Monday, May 11, 2009

X-Plane 930 Performance and Crashes

I have received a number of emails bringing up crashes and performance problems in the X-Plane 930 betas - some of the writers are concerned that 930 might be a lame patch, going final with crashes and lousy performance.

To assuage this concern, let me make a few comments on where we are in the beta process, the likely future schedule, and the problems themselves.

The Schedule

X-Plane 930 has been an absurdly long beta. Going into the beta I had the mindset that we should take the beta slowly to have time to discover driver bugs on a wide variety of hardware - why rush and miss something?

I think we took this too far. To run a "slow" beta we have run other development simultaneous to the beta, but that in turn has stretched the beta to epic lengths.

We are starting to try to clamp down and close out the beta now, but it is going to get interrupted again. Austin and I will be traveling to attend the X-Plane conference in France, and from there we will spend two weeks working with Sergio in Italy. Given how rarely we go to Europe, we cannot pass up the opportunity to work with Sergio in person - we have a few problems in the sim where getting the three of us in one room is the best course of action.

Unfortunately our internet connectivity during the trip will be limited, and we can only bring some of our equipment, so closing out the beta while on the road is really not an option. Thus there will be yet another beta delay. Hopefully when we return, we can close the beta out for good.

Performance Problems

I have seen a number of emails regarding framerate with 930. A few notes on framerate and betas:

I try to save framerate for last in a beta. Most performance problems have two possible causes.
  1. We communicate with the video card driver in a way that is fast on our systems but astoundingly slow on other systems. We discover this from slow performance in a particular piece of the code on other hardware.
  2. The new beta does something new that is more expensive than what the old build did, and users have not figured out how to (or do not have a way to) turn this more expensive option off.
The solution to case 1 is to use another driver call; the solution to case 2 is to make sure the rendering options provide a way to turn the feature off. (We simply cannot guarantee that a new, nicer looking feature run without a fps penalty - we can only give you a choice between better visuals and faster fps.)

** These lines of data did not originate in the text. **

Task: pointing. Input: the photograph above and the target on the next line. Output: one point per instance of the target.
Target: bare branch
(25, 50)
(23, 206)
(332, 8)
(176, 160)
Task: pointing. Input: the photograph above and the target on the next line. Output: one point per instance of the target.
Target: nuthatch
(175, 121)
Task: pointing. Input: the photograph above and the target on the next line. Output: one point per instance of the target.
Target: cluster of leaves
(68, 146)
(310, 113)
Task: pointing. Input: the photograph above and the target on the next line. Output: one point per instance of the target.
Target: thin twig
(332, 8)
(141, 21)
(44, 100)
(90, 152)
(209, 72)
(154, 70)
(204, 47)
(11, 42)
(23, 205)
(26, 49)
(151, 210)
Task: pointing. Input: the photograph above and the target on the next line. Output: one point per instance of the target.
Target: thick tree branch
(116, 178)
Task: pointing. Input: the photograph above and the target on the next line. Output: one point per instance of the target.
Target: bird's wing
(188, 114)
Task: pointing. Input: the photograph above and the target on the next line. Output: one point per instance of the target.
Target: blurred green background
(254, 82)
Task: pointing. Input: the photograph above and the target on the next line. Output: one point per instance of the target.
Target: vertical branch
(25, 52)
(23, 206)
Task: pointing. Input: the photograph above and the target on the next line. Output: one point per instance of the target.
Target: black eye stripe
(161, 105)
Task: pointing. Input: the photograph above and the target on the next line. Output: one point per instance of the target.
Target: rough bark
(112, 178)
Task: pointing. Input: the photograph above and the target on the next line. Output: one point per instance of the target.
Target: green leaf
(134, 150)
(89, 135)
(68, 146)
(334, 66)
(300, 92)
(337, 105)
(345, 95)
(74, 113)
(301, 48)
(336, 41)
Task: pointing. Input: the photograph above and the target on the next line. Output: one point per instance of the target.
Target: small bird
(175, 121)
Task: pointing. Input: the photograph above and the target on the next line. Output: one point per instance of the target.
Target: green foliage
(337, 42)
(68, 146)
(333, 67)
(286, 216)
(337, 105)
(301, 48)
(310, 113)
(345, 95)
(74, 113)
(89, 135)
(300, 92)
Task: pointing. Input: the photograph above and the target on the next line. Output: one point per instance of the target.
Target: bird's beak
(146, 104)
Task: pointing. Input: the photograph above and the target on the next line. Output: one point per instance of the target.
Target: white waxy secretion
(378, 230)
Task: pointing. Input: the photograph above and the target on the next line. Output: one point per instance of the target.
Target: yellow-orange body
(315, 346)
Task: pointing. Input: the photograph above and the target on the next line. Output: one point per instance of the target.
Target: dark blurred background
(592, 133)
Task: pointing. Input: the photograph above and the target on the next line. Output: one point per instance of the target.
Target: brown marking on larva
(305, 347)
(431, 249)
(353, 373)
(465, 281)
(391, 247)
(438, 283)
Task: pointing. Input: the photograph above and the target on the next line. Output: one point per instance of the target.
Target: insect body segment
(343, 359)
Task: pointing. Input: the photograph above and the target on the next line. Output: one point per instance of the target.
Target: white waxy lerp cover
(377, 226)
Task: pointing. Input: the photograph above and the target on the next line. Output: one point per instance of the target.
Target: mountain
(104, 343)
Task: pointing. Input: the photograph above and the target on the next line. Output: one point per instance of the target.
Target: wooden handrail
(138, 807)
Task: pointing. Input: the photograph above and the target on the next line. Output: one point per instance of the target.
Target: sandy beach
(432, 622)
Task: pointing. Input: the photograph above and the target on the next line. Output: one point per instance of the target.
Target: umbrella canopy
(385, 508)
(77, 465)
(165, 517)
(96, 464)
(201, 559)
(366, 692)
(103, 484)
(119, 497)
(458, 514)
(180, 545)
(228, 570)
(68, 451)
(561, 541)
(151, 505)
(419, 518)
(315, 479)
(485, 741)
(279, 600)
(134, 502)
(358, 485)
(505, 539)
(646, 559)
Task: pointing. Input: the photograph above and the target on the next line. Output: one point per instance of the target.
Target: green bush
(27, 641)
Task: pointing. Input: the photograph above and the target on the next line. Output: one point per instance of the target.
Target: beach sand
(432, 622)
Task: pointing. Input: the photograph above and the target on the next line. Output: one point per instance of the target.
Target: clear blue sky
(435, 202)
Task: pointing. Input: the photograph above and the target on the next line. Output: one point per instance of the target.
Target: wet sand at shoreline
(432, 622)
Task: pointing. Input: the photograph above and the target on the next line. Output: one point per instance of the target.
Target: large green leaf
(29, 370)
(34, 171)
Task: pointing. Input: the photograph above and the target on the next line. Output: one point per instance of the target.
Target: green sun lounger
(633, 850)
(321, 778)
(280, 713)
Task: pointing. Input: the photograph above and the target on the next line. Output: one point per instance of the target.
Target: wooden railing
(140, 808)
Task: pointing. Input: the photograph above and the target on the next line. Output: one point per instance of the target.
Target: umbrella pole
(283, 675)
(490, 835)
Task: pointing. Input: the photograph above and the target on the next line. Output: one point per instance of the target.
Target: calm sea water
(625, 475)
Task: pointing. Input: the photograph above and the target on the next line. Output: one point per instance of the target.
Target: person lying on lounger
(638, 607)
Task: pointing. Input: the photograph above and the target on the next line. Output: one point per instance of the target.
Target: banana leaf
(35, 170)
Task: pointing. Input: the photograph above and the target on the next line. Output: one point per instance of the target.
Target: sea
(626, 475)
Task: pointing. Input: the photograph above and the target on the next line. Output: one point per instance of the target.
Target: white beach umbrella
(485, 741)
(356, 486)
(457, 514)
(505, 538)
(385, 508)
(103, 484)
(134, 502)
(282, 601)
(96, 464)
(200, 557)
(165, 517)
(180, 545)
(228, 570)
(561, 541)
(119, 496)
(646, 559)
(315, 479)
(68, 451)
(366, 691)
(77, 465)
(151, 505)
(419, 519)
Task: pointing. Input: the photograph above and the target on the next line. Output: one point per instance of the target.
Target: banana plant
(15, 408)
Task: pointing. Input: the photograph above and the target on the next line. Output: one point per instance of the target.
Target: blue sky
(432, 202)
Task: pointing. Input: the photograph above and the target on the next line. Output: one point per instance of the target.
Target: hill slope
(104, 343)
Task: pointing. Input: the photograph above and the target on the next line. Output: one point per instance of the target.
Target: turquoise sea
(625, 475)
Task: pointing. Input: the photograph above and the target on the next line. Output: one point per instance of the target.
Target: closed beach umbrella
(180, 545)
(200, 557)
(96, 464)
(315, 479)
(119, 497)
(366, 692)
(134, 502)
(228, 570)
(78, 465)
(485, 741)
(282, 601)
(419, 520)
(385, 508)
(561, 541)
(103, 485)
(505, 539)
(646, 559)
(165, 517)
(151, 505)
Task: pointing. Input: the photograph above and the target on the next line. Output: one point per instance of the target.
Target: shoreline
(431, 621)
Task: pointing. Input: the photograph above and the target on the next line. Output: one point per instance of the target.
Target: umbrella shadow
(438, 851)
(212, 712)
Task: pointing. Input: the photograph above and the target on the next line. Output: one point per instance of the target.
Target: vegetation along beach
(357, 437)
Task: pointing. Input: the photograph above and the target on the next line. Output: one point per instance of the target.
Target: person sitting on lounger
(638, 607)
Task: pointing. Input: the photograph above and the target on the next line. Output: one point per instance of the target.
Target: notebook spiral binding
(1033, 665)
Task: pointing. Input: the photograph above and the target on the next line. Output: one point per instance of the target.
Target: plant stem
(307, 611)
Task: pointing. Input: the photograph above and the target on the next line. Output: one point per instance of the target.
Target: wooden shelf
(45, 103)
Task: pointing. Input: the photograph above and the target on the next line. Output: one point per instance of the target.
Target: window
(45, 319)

Either way, framerate work tends to be the last thing on my beta list for this reason: other bug fixes may cause framerate problems, typically in category 1 - that is, a bug fixes makes use of a new driver call that we find out has hurt performance. Thus I try to do all performance fixes at the end of beta when we won't be adding new code.

This means that in practice, I have spent nearly zero time looking at performance. I am just starting that process this week, so it will be a little bit before I find problems.

Unfortunately often performance problems manifest only in the hardware I do not own - despite having a pile of computers in my office (a pile that seems to grow deeper and less manageable every year) there are just a ton of systems out there. So a lot of the performance bugs will get fixed by users trying experiments and reporting back to me - a slow process despite some of the really great efforts by our users.

Crashes

Crashes sometimes are manifestations of gross code defects, but often they fall into the category of driver problems too. I will be working to piece together the puzzle of strange behavior over the next few weeks; usually the solution is to not do some action that we thought was legal but fails in some hardware cases.

Don't Panic

As always, my final message regarding the beta is: don't panic. When it gets quiet over the next few weeks, it is because of travel, and even once Austin and I are back in the office, it will be slightly slow going to piece together problems on hardware other than our own.